The SEC adopted rules to strengthen documentation of swaps trades. The rules are part of the commission’s regulations of the derivatives market mandated under Title VII of the Dodd-Frank Act.

The SEC on June 8, 2016, adopted rules strengthening the documentation of swaps trades, part of the commission’s broader regulation of the derivatives market under Title VII of the Dodd-Frank Act.

More than five years after proposing the rules, the commission published the final version in Release No. 34-78011, Trade Acknowledgment and Verification of Security-Based Swap Transactions. The rules go into effect 60 days after publication in the Federal Register , which normally occurs within a few weeks of rule’s posting to the SEC’s website.
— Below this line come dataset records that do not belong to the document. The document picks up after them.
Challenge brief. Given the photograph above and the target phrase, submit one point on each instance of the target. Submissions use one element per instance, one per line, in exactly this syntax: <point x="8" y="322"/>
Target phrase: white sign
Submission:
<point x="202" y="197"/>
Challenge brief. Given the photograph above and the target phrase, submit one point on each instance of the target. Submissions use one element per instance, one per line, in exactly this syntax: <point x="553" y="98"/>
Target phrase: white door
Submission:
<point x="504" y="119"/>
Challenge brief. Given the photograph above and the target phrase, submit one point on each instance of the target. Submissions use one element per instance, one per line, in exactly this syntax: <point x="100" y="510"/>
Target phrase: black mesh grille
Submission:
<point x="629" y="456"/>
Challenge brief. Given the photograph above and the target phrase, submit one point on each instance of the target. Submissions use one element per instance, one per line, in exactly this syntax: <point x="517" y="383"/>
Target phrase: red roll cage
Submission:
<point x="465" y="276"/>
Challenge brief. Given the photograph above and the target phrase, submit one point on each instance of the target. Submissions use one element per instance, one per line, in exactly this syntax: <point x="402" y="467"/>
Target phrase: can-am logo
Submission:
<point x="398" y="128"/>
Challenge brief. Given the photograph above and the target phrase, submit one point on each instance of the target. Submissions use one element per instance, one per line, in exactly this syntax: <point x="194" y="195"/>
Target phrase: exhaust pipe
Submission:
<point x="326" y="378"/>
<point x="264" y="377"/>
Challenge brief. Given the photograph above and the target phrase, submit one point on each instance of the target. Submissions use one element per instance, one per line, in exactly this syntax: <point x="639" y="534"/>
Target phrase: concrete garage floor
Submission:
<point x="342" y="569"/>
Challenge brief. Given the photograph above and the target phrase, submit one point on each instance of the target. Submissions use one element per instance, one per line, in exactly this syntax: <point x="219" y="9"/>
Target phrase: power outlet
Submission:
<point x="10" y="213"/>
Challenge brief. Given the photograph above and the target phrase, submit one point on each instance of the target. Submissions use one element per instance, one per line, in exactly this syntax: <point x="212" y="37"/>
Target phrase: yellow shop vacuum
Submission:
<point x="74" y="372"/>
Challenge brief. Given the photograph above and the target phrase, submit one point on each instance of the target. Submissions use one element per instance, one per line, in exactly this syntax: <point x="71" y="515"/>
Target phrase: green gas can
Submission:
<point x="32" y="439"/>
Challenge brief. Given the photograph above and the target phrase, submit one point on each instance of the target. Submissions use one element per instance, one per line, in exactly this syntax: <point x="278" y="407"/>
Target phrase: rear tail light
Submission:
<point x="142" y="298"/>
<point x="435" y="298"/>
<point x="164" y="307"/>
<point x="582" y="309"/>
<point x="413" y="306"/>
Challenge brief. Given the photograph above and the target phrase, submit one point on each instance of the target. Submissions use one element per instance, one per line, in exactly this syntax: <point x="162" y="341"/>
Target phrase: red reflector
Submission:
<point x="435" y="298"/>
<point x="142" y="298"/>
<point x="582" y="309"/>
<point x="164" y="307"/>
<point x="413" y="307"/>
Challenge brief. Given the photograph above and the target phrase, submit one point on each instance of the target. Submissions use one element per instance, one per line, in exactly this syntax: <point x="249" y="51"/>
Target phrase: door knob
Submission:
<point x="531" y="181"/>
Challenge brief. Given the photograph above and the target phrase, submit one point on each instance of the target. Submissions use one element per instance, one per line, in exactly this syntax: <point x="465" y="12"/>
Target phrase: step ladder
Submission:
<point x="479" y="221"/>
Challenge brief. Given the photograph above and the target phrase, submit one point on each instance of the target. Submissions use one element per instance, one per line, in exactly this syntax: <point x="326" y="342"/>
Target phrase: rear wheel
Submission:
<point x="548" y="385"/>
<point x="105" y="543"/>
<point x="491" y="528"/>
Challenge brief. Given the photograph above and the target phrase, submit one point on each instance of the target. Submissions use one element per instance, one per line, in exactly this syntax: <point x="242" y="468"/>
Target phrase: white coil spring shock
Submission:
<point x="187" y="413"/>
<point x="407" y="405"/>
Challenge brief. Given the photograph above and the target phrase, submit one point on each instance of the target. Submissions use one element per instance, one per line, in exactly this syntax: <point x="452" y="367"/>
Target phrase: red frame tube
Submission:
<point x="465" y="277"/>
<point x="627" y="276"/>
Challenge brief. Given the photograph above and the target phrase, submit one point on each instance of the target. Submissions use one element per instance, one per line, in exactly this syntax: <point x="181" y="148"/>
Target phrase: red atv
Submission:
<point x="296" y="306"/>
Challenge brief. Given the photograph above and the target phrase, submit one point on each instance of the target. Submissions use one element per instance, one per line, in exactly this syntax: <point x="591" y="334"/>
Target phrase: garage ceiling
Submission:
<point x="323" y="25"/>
The rules require dealers of financial swaps and large traders to provide both timely acknowledgements of trades and verify the terms of the acknowledgements with counterparties. The rules define a “trade acknowledgement” as a written or electronic record of a transaction sent between parties.

Dodd-Frank divvied up oversight of the swaps market between the SEC and the Commodity Futures Trading Commission (CFTC), with the SEC put in charge of financial swaps based on a single underlying security or a narrow securities index.

“These rules will result in more accurate and timely documentation for security-based swap transactions, which is a cornerstone of effective risk management,” SEC Chair Mary Jo White said in a statement. The rules, she added, “mark another significant step in completing the comprehensive regulatory framework for security-based swaps required by the Dodd-Frank Act.”

The SEC first proposed the Dodd-Frank rules in January 2011 in Release No. 34-63727, Trade Acknowledgment and Verification of Security-Based Swap Transactions, and two years later re-opened the proposal for comments to seek input on how the rule should align with parallel CFTC regulations.

Under the proposal, swaps trades that were executed and processed electronically would need to be acknowledged within 15 minutes, or 30 minutes for a transaction that was processed — but not executed — electronically. Trades that could not be processed electronically would need an acknowledgement within 24 hours.

The final rules relax the requirements to instead require a financial swap dealer or trader to provide a trade acknowledgement “promptly,” no later than the end of the first business day following a transaction. The additional leeway, SEC staff wrote in No. 34-78011, “takes in account that certain transactions make take more time to acknowledge because of the asset class of the transaction or the bespoke nature of the particular transaction.”